Previously, a pediatric case of retinal detachment with preoperatively undetected retinal tear was successfully treated by scleral buckling using 25-gauge chandelier illumination combined with the wide-angle viewing system.12 Clear visualization helped to identify the preoperatively undetected retinal tear in our Cases 1 and 2. A series of 16 cases of retinal detachment were treated by scleral buckling using the noncontact wide-angle viewing system combined with 25-gauge chandelier illumination.13 Vitrectomy was performed because of the development of PVR in three eyes and subretinal hemorrhage in two eyes.
The differences between our present and previously reported methods were the gauge of the chandelier and the use of the contact lens for vitrectomy, in addition to the wide-angle viewing system. Previous methods used a 25-gauge chandelier, whereas we used a 27-gauge chandelier. The smaller gauge chandelier needs only a small sclerotomy, and may decrease vitreous wicking from the sclerotomy site, resulting in reduced risk of infective endophthalmitis. The wide-angle viewing system is useful, especially in a patient with small pupil, but is not always necessary. The contact lens for vitrectomy is more widely used than the wide-angle viewing system, which can provide direct view of the fundus despite the restricted viewing angle, and combined with the scleral compression technique, it can allow viewing of the peripheral fundus.
All of our patients had macular lesion, but only Case 3 complained of visual disturbance. Moreover, no retinal break was identified preoperatively in Cases 1 and 2, but viewing under the microscope was very effective to find such defects.

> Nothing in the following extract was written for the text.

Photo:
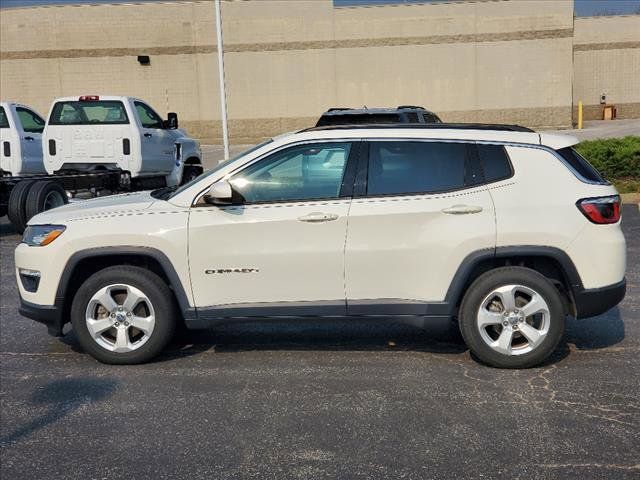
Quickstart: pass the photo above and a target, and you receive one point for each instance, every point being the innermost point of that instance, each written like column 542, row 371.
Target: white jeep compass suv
column 504, row 229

In Case 1, fundus examination showed macular attachment, but OCT showed the absence of the inner and outer segment junction line, suggesting chronic macular detachment followed by spontaneous attachment, indicating poor functional prognosis. Retinal detachment is not easy to detect, so all our cases were diagnosed with amblyopia or visual disturbance due to unknown cause. We emphasize the need to examine the peripheral fundus, which may show more prominent retinal detachment or subretinal strands, to detect possible retinal detachment as the cause of visual disturbance in pediatric patients. Moreover, OCT may help to reveal retinal detachment not detectable using the ophthalmoscope.
Our three pediatric patients with RRD were treated with the scleral buckling procedure with chandelier illumination under the wide-angle viewing system or contact lens for vitrectomy. All three patients had flat detachment involving the macula at initial presentation, which was reattached without complications. However, visual improvement was restricted in one patient. Chandelier illumination has potential disadvantages, such as the risks of infective endophthalmitis, lens injury, and light toxicity, but use in the buckling procedure for pediatric RRD has many advantages, especially in eyes with small or undetected retinal tear.
The authors report no conflicts of interest in this work.